Northrop Grumman Corp.'s (NOC) third-quarter earnings rose 8.3%
as stronger operating margins and a lower tax rate offset a modest
decline in the defense contractor's revenue.
For the year, the company raised its per-share earnings estimate
to $8 to $8.15 and sales of $24.4 billion, from its previously
increased estimate for a per-share profit of $7.60 to $7.80 and
sales of $24.3 billion.
Defense-sector revenue remains under pressure from weaker
defense spending, which has been compounded by further U.S.
government-spending cuts known as the sequester that went into
force during March and concerns about any further cuts in the
future.
The fifth-largest U.S. military contractor by sales, which
builds unmanned aircraft such as the Global Hawk and provides
cybersecurity and logistics services, has been streamlining
operations for the past several years to cope with leaner defense
budgets.
Northrop Grumman in August agreed to buy the defense unit of
Australian flag carrier Qantas in a deal that highlights the drive
for defense contractors to boost revenue and their international
exposure at a time of declining global military budgets.
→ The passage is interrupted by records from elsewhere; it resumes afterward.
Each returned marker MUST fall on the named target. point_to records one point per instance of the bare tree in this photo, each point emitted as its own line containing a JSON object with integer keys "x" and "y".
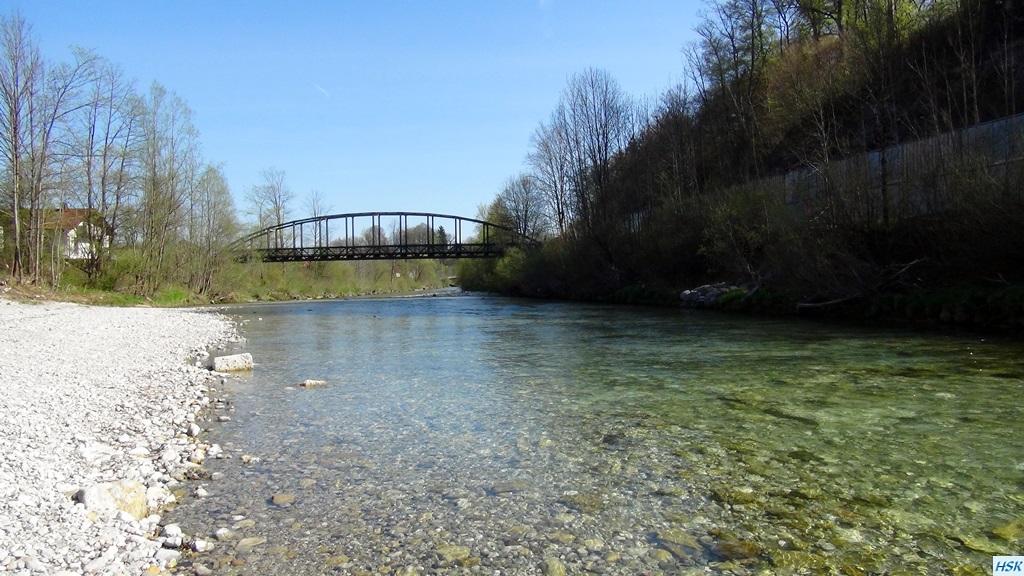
{"x": 552, "y": 168}
{"x": 597, "y": 118}
{"x": 20, "y": 72}
{"x": 213, "y": 227}
{"x": 269, "y": 201}
{"x": 522, "y": 201}
{"x": 315, "y": 206}
{"x": 105, "y": 137}
{"x": 170, "y": 167}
Northrop Grumman reported a profit of $497 million, or $2.14 a
share, up from $459 million, or $1.82 a share, a year earlier.
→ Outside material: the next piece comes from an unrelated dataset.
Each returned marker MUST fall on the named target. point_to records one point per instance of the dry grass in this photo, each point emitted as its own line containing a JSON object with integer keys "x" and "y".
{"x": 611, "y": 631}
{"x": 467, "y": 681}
Excluding pension-adjustment impacts, adjusted earnings from
continuing operations were up at $1.97 from $1.73.
Revenue decreased 2.6% to $6.1 billion as sales declined at
three of its four business segments. Electronic systems, where
sales rose 4%, was the exception.
Analysts polled by Thomson Reuters recently expected per-share
earnings of $1.82 and revenue of $5.96 billion.
Operating margin rose to 12.9% from 11.7%. The company's
effective tax rate was 31%, compared with 43% a year earlier.
At quarter's end, Northrop Grumman's total backlog was $37.5
billion, compared with $41 billion reported a year earlier and
$37.72 billion at the end of the second quarter.
The company said the decrease in backlog was mostly owing to
tight U.S. budgets and information systems adjustments of $1
billion to reduce unfunded backlog for expired periods of
performance on active contracts.
Shares were up 54 cents $102 in light premarket trading. Through
the close, the stock is up 50% this year.